AUTHOR=Faskowitz Joshua , Puxeddu Maria Grazia , van den Heuvel Martijn P. , Mišić Bratislav , Yovel Yossi , Assaf Yaniv , Betzel Richard F. , Sporns Olaf
TITLE=Connectome topology of mammalian brains and its relationship to taxonomy and phylogeny
JOURNAL=Frontiers in Neuroscience
VOLUME=16
YEAR=2023
URL=https://www.frontiersin.org/journals/neuroscience/articles/10.3389/fnins.2022.1044372
DOI=10.3389/fnins.2022.1044372
ISSN=1662-453X
ABSTRACT=
Network models of anatomical connections allow for the extraction of quantitative features describing brain organization, and their comparison across brains from different species. Such comparisons can inform our understanding of between-species differences in brain architecture and can be compared to existing taxonomies and phylogenies. Here we performed a quantitative comparative analysis using the MaMI database (Tel Aviv University), a collection of brain networks reconstructed from ex vivo diffusion MRI spanning 125 species and 12 taxonomic orders or superorders. We used a broad range of metrics to measure between-mammal distances and compare these estimates to the separation of species as derived from taxonomy and phylogeny.
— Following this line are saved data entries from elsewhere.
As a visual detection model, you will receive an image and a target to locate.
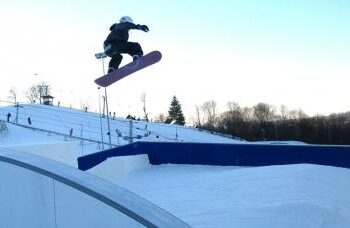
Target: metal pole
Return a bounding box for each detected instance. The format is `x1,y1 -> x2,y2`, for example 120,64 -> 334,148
102,56 -> 112,149
102,57 -> 106,75
175,125 -> 178,142
79,124 -> 84,155
98,87 -> 104,149
129,119 -> 133,144
104,88 -> 112,149
15,102 -> 19,124
102,96 -> 106,117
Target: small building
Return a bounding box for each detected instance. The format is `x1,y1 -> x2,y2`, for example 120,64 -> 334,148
42,95 -> 54,106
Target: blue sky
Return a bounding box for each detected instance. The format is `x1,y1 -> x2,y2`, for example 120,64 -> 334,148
0,0 -> 349,120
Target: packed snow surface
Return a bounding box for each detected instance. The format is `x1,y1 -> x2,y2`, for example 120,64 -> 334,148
116,164 -> 350,228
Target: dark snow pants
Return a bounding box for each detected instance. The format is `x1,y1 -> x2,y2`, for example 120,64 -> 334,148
104,41 -> 143,70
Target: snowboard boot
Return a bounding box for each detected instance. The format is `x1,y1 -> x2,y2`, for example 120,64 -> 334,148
133,54 -> 142,62
108,67 -> 116,73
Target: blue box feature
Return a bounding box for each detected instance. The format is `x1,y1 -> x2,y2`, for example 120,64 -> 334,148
78,142 -> 350,171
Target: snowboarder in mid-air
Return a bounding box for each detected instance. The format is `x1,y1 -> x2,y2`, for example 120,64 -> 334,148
104,16 -> 149,73
95,16 -> 161,87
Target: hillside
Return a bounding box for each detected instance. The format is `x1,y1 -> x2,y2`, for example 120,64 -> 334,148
0,103 -> 242,155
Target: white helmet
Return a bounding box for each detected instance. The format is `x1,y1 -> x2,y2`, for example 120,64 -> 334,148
119,16 -> 133,23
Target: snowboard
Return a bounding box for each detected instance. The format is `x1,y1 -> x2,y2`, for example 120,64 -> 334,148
94,51 -> 162,87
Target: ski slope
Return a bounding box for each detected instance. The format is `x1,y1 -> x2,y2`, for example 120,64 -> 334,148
1,104 -> 350,227
0,104 -> 241,151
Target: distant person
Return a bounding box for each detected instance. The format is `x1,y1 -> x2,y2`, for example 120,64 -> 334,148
6,113 -> 11,122
69,128 -> 73,136
103,16 -> 149,73
116,129 -> 122,137
27,117 -> 32,125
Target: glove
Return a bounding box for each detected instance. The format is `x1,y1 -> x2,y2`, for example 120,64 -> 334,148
136,24 -> 149,32
141,25 -> 149,32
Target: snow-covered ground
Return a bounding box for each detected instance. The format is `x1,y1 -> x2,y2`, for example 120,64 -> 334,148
116,164 -> 350,228
1,104 -> 350,227
0,103 -> 243,157
0,103 -> 241,149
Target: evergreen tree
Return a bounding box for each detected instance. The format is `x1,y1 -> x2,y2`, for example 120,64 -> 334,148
166,96 -> 185,125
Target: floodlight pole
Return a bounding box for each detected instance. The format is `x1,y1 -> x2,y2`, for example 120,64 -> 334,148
95,52 -> 112,149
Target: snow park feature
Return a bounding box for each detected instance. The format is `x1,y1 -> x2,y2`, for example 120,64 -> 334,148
78,141 -> 350,170
0,148 -> 189,227
1,104 -> 350,227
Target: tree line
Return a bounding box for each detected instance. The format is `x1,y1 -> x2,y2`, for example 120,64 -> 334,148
193,101 -> 350,145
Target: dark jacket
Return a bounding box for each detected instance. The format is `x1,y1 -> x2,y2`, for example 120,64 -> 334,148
104,22 -> 137,45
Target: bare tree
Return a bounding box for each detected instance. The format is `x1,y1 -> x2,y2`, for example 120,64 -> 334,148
201,100 -> 218,129
279,105 -> 288,120
194,105 -> 203,127
154,113 -> 166,123
37,81 -> 51,98
287,108 -> 308,120
227,102 -> 242,120
297,109 -> 308,119
227,101 -> 240,112
140,93 -> 149,122
253,103 -> 275,124
26,85 -> 39,103
26,82 -> 51,104
241,107 -> 253,122
8,87 -> 17,104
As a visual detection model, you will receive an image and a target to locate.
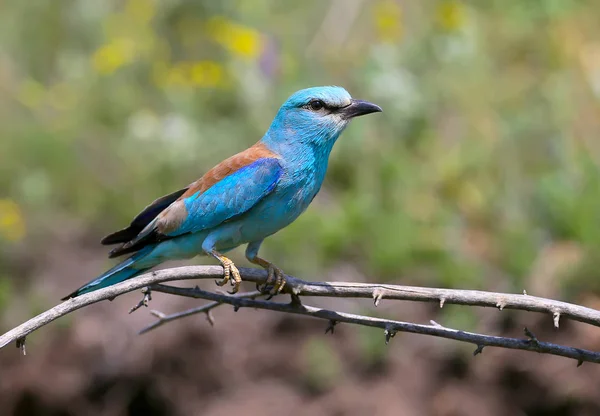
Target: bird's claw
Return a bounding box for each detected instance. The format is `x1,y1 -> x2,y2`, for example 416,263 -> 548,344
215,259 -> 242,294
258,264 -> 286,299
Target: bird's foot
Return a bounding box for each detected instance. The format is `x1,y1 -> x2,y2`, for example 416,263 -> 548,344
257,263 -> 286,299
214,257 -> 242,294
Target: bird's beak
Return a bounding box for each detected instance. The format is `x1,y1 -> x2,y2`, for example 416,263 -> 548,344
340,99 -> 383,119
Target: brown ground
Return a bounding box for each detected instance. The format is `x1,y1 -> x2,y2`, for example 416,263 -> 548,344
2,232 -> 600,416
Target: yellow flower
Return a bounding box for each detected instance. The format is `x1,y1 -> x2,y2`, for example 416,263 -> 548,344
206,16 -> 263,60
436,0 -> 467,32
229,28 -> 262,59
0,199 -> 26,242
92,38 -> 136,75
374,0 -> 403,42
158,61 -> 227,89
190,61 -> 224,88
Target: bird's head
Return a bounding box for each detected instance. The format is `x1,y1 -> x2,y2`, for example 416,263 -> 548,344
264,86 -> 382,150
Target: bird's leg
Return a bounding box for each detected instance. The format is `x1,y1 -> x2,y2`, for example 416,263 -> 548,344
245,241 -> 286,297
251,257 -> 287,296
209,250 -> 242,294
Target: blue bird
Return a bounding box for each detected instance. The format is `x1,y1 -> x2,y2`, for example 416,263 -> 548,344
63,86 -> 382,299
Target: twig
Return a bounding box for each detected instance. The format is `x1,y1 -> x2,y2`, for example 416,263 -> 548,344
325,320 -> 337,334
129,287 -> 152,314
524,327 -> 539,347
1,266 -> 599,366
137,290 -> 262,335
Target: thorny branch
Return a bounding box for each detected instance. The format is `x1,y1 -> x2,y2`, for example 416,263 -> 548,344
1,265 -> 600,366
137,290 -> 263,335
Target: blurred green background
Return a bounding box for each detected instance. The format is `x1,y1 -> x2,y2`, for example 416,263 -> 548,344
1,1 -> 600,415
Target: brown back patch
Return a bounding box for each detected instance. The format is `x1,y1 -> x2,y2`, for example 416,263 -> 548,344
155,142 -> 279,235
182,142 -> 279,198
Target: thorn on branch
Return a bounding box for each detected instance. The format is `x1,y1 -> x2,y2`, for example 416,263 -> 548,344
577,359 -> 583,368
430,320 -> 445,329
496,300 -> 506,311
373,291 -> 383,307
325,320 -> 337,335
439,297 -> 445,308
129,287 -> 152,314
205,310 -> 215,327
150,310 -> 167,320
384,328 -> 397,345
553,311 -> 561,329
233,304 -> 240,312
524,327 -> 539,347
523,290 -> 528,295
290,293 -> 303,307
473,345 -> 484,356
16,337 -> 26,356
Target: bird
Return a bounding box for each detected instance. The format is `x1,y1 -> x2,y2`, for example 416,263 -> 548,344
63,86 -> 382,300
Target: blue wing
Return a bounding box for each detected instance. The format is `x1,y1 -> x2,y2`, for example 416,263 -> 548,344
173,157 -> 282,235
110,157 -> 282,256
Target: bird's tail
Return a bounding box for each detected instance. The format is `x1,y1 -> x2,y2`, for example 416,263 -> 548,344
61,246 -> 154,300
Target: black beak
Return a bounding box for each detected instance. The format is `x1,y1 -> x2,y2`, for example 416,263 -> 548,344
340,99 -> 382,119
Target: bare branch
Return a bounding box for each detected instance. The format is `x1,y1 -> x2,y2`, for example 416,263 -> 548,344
1,265 -> 599,366
150,284 -> 600,364
137,290 -> 262,335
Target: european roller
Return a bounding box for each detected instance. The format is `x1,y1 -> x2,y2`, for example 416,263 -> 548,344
63,86 -> 382,299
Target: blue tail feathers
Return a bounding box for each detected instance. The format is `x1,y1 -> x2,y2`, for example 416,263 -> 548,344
61,246 -> 153,300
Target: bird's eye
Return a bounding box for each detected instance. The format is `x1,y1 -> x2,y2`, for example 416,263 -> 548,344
308,99 -> 325,111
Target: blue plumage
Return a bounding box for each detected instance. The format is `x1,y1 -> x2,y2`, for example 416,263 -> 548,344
66,246 -> 154,297
179,158 -> 282,235
63,86 -> 381,299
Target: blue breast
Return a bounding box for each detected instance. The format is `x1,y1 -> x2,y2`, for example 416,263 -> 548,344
232,147 -> 329,243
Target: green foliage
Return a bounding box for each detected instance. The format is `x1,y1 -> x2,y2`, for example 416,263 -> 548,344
1,0 -> 600,307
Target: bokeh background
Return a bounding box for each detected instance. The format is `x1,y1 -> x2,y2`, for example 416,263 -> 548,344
1,0 -> 600,415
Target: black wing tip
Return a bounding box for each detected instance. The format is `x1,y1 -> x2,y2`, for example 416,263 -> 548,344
107,232 -> 159,258
101,228 -> 135,245
108,246 -> 125,258
101,187 -> 188,246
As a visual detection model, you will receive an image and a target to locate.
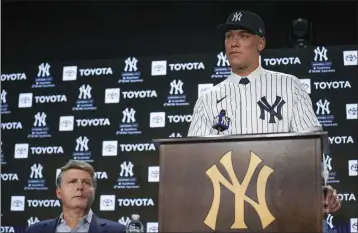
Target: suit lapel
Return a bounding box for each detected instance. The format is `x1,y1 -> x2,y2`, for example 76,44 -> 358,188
43,218 -> 59,233
89,214 -> 106,233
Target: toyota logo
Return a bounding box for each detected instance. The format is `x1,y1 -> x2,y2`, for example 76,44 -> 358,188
353,222 -> 358,230
61,120 -> 72,127
20,97 -> 31,104
65,70 -> 76,77
301,83 -> 309,89
346,54 -> 357,62
148,226 -> 158,232
153,65 -> 164,72
13,200 -> 23,207
151,116 -> 163,124
102,199 -> 113,206
351,164 -> 358,172
16,147 -> 28,155
151,170 -> 159,178
348,108 -> 358,115
105,145 -> 115,152
107,92 -> 118,100
200,87 -> 210,93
We found that within-taxonomy order network distances are significantly closer than between-taxonomy network distances, and this relation holds for several measures of network distance. Furthermore, to estimate the evolutionary divergence between species, we obtained phylogenetic distances across 10,000 plausible phylogenetic trees. The anatomical network distances were rank-correlated with phylogenetic distances 10,000 times, creating a distribution of coefficients that demonstrate significantly positive correlations between network and phylogenetic distances. Collectively, these analyses demonstrate species-level organization across scales and informational sources: we relate brain networks distances, derived from MRI, with evolutionary distances, derived from genotyping data.